Principal Investigator: Richard Bryant, University of New South Wales
This project evaluated a novel brief mental health intervention developed by the World Health Organization, Early Adolescent Skills for Emotion (EASE). This trial showed that EASE can reduce internalizing problems in young adolescent Syrian refugees but did not reduce overall distress.
There is overwhelming international recognition that the plight of refugees is one of the most urgent global humanitarian needs. This project aims to investigate the efficacy of a novel brief mental health intervention developed by the World Health Organization aimed to enhance mental health in Syrian refugee youth by providing a scalable intervention to young refugees and caregivers. A randomised controlled trial of Syrian refugee youth aged 10-14 years will be conducted in Jordan. The trial will randomise 386 participants to either the intervention condition or an enhanced usual care condition, and assess participants prior to, following, and 3-months after intervention.

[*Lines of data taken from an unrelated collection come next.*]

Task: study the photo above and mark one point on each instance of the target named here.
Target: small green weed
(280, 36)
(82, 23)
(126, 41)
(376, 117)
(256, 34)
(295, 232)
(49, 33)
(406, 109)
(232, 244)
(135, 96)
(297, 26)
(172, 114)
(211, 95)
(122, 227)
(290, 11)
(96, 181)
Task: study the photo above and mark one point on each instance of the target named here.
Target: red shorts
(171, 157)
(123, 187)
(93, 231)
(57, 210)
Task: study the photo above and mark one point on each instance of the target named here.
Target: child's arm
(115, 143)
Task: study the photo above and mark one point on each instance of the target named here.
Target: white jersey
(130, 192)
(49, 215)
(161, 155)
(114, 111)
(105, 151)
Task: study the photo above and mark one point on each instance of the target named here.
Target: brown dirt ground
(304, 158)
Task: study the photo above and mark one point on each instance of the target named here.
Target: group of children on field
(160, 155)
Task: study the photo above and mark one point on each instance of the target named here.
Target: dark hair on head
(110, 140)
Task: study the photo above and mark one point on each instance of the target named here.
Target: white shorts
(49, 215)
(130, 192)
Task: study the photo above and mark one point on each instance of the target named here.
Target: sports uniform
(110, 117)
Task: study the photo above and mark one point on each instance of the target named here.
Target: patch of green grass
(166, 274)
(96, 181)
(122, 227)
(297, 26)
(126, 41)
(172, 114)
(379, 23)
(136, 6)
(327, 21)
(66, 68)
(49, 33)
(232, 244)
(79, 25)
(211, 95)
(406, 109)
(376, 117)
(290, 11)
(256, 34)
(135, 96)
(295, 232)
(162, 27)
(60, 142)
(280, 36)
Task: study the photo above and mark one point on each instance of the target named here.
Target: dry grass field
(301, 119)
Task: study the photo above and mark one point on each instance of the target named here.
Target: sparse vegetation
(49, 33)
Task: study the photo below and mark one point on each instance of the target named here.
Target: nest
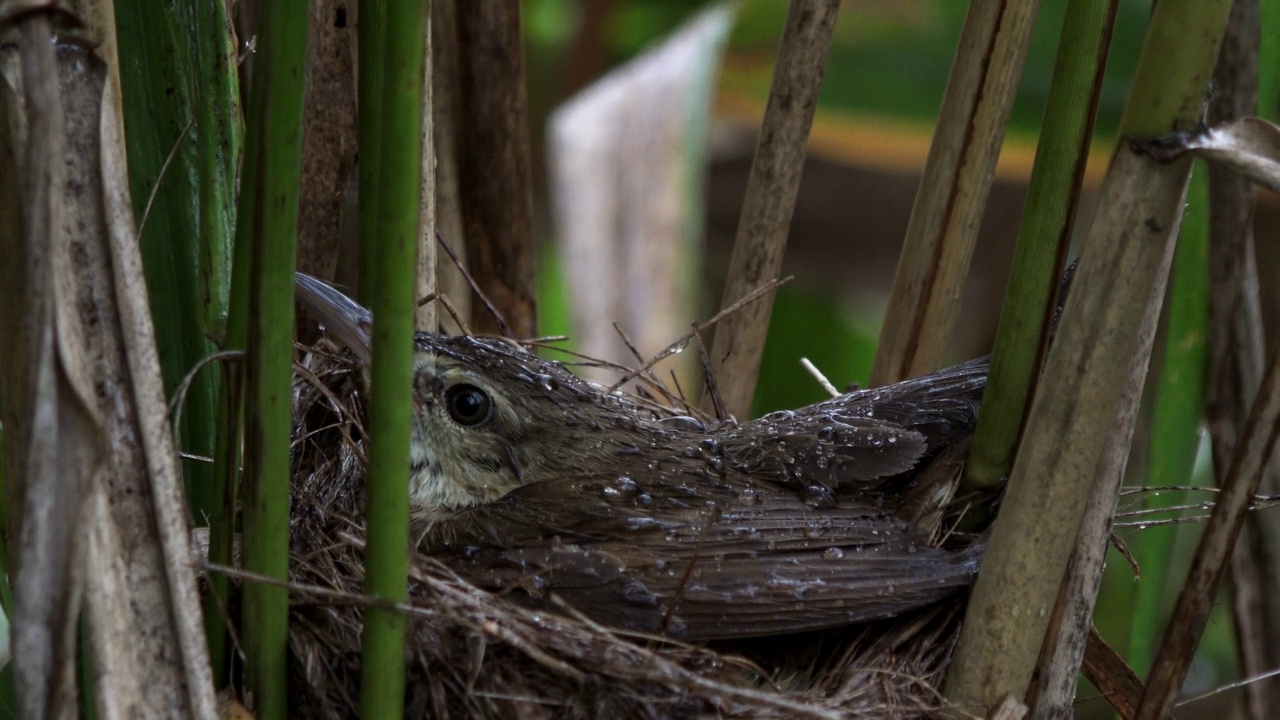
(474, 654)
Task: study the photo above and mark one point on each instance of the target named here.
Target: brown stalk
(1118, 683)
(954, 190)
(1052, 693)
(328, 137)
(771, 192)
(494, 163)
(449, 278)
(1235, 365)
(1249, 461)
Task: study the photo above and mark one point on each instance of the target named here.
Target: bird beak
(341, 317)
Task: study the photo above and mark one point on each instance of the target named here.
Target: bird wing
(702, 565)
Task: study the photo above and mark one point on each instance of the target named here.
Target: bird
(530, 482)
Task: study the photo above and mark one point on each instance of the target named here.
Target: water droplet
(818, 496)
(621, 488)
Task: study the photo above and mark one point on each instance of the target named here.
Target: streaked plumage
(799, 520)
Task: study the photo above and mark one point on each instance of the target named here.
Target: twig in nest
(817, 374)
(164, 171)
(709, 376)
(635, 352)
(689, 570)
(676, 346)
(448, 306)
(475, 287)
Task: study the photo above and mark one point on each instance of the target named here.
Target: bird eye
(467, 405)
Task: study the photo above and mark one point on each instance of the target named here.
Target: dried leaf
(1249, 146)
(97, 478)
(625, 156)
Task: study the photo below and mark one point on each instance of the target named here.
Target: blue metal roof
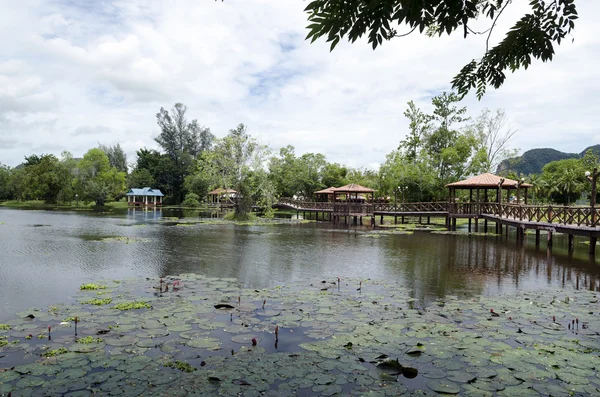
(145, 192)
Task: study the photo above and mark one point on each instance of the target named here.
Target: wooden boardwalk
(572, 221)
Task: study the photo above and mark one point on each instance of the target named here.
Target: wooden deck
(573, 221)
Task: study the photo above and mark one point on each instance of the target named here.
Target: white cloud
(73, 74)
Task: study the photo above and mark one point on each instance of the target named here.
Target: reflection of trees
(438, 265)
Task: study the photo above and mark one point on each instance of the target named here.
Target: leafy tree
(494, 135)
(97, 181)
(420, 126)
(235, 158)
(310, 168)
(44, 177)
(564, 179)
(191, 200)
(116, 157)
(141, 178)
(182, 142)
(334, 174)
(5, 175)
(283, 171)
(532, 36)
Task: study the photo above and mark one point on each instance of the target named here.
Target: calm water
(45, 256)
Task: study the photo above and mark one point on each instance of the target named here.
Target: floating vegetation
(55, 352)
(98, 302)
(463, 233)
(302, 340)
(123, 239)
(132, 305)
(89, 339)
(91, 287)
(180, 365)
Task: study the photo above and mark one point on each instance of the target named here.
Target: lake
(46, 255)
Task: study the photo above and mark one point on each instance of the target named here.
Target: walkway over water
(573, 221)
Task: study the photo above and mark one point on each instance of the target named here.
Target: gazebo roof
(352, 188)
(220, 190)
(486, 180)
(147, 191)
(328, 190)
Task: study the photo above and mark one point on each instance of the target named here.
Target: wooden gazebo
(348, 202)
(479, 183)
(219, 194)
(485, 183)
(325, 195)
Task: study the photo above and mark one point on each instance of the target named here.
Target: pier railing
(562, 215)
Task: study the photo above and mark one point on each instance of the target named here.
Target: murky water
(45, 256)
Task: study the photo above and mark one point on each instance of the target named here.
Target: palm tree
(568, 183)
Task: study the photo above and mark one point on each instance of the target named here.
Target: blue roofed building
(144, 197)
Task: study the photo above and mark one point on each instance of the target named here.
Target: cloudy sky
(75, 73)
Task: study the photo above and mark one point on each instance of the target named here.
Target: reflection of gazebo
(324, 195)
(485, 183)
(219, 194)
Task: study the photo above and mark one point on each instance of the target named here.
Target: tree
(283, 171)
(235, 158)
(97, 181)
(494, 135)
(5, 175)
(116, 157)
(420, 125)
(182, 142)
(44, 177)
(532, 36)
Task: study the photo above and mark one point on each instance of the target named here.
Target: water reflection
(41, 265)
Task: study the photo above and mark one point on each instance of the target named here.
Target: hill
(532, 161)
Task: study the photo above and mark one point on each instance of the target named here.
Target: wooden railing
(579, 216)
(352, 208)
(412, 207)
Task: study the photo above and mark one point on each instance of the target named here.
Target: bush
(191, 200)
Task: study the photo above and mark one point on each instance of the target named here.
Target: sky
(78, 73)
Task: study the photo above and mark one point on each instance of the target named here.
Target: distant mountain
(532, 161)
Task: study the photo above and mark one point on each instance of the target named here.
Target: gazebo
(144, 197)
(487, 182)
(219, 194)
(353, 205)
(325, 195)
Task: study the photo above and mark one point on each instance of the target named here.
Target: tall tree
(420, 126)
(236, 157)
(116, 156)
(532, 36)
(96, 180)
(182, 142)
(494, 136)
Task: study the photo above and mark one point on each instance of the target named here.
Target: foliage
(116, 157)
(132, 305)
(91, 287)
(96, 180)
(182, 142)
(55, 352)
(98, 302)
(180, 365)
(89, 339)
(532, 36)
(191, 200)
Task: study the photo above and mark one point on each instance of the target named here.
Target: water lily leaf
(442, 386)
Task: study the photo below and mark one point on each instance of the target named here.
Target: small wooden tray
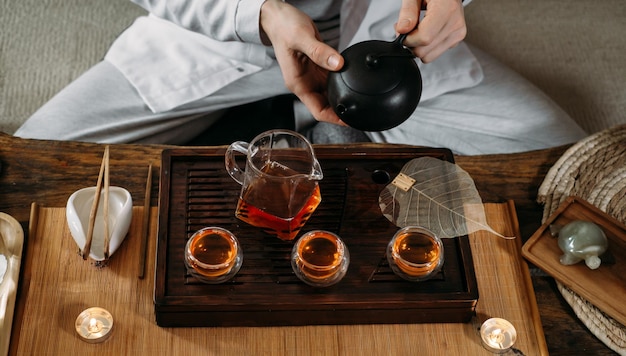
(604, 287)
(196, 191)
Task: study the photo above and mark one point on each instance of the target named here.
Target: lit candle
(498, 335)
(94, 325)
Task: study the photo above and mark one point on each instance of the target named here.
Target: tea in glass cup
(213, 255)
(415, 253)
(320, 258)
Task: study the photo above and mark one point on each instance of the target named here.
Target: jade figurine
(581, 240)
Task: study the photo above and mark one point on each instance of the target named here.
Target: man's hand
(442, 27)
(303, 58)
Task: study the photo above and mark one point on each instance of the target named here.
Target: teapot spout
(316, 171)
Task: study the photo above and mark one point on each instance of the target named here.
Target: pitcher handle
(229, 159)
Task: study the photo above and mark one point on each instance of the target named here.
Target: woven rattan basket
(593, 169)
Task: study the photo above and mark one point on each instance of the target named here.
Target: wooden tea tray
(196, 191)
(604, 287)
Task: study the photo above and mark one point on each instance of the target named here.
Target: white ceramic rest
(120, 216)
(11, 245)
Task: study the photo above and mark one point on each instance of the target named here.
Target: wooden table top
(49, 171)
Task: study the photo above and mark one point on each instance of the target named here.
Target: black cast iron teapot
(378, 87)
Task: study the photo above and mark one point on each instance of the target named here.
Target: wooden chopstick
(146, 225)
(94, 206)
(106, 205)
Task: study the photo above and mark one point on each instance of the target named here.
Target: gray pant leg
(102, 106)
(504, 113)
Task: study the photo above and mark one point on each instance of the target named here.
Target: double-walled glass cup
(320, 258)
(415, 253)
(213, 255)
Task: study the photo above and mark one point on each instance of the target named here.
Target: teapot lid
(376, 67)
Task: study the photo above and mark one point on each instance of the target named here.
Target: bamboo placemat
(58, 285)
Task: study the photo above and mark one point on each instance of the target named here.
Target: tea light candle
(498, 335)
(94, 325)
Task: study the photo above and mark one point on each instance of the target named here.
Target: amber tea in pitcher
(280, 187)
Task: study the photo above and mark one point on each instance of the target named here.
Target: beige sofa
(574, 50)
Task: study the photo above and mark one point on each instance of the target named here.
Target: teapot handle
(229, 160)
(400, 39)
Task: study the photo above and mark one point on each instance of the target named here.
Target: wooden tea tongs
(102, 176)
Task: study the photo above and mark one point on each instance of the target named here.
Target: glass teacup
(415, 253)
(213, 255)
(320, 258)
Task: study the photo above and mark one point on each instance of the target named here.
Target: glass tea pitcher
(280, 187)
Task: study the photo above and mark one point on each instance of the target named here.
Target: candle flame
(94, 326)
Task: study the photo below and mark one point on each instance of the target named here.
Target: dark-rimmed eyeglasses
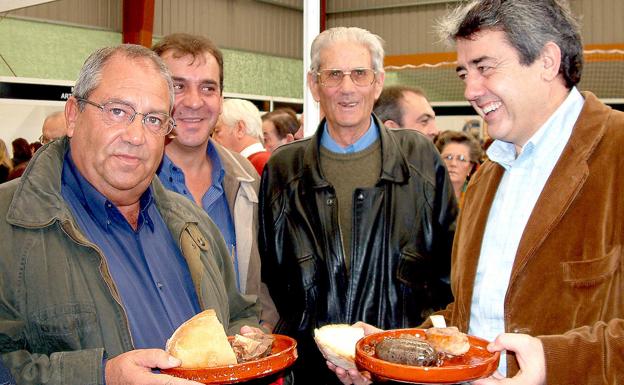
(118, 113)
(459, 157)
(333, 77)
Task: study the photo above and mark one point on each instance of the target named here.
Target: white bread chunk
(337, 343)
(201, 342)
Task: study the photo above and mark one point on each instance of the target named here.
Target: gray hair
(351, 34)
(235, 110)
(528, 26)
(91, 72)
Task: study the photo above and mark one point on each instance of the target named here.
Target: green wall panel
(51, 51)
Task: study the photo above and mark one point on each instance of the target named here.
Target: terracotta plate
(477, 363)
(283, 354)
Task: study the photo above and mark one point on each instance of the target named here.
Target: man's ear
(391, 124)
(551, 61)
(314, 85)
(240, 129)
(71, 115)
(379, 81)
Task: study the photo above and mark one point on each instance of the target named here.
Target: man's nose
(473, 87)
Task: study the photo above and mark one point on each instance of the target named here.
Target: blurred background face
(458, 169)
(418, 114)
(347, 106)
(198, 97)
(271, 139)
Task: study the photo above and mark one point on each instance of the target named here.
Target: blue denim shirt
(370, 137)
(147, 267)
(214, 201)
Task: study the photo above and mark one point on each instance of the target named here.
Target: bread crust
(201, 342)
(337, 343)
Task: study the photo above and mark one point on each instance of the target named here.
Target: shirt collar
(102, 210)
(557, 128)
(217, 167)
(370, 137)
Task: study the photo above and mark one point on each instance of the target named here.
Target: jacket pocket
(307, 266)
(593, 271)
(64, 327)
(412, 268)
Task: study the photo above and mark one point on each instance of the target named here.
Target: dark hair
(284, 120)
(388, 106)
(183, 44)
(528, 26)
(21, 151)
(460, 137)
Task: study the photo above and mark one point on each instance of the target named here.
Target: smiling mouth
(190, 120)
(491, 107)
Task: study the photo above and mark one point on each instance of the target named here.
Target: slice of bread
(448, 340)
(201, 342)
(337, 343)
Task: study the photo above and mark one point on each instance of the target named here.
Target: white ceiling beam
(10, 5)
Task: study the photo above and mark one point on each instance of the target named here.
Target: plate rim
(290, 356)
(363, 361)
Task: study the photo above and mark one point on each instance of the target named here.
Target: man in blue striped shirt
(224, 183)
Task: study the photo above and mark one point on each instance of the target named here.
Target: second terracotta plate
(477, 363)
(283, 354)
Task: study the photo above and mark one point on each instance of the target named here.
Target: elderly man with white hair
(239, 129)
(356, 221)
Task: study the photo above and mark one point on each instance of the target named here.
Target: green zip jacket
(60, 312)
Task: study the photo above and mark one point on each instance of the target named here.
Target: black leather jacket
(401, 242)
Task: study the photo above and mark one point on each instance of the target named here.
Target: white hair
(357, 35)
(235, 110)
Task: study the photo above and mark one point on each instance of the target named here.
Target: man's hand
(353, 376)
(530, 355)
(135, 367)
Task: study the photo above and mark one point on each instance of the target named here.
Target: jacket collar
(236, 178)
(567, 178)
(394, 165)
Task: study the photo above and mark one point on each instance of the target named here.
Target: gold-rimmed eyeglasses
(459, 157)
(118, 113)
(333, 77)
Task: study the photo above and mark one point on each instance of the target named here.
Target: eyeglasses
(118, 113)
(460, 158)
(360, 76)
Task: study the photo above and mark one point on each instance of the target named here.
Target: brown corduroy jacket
(566, 285)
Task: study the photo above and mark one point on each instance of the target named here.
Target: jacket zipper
(111, 286)
(336, 216)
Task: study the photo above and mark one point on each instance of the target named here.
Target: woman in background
(21, 156)
(279, 127)
(5, 162)
(461, 153)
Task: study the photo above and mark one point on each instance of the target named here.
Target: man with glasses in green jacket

It is expected that this study will provide the required evidence-base for affordable, scalable, and effective programs that can be disseminated in settings of humanitarian crisis where large numbers of youth are adversely affected by trauma and other crisis events. In particular, this evidence will urgently fill a gap for agencies providing services to Syrian refugee youth, where countries hosting these refugees lack the necessary health resources to provide needed mental health services at the scale it is required. It is envisaged that these low-intensity interventions can provide the platform for stepped-care models, such that they provide the first stage of an intervention for distressed youth and caregivers, thereby reducing the burden on limited specialist mental health services. Once there is evidence for this program trialed in this study, it will be published by WHO via its web-site and publications for dissemination.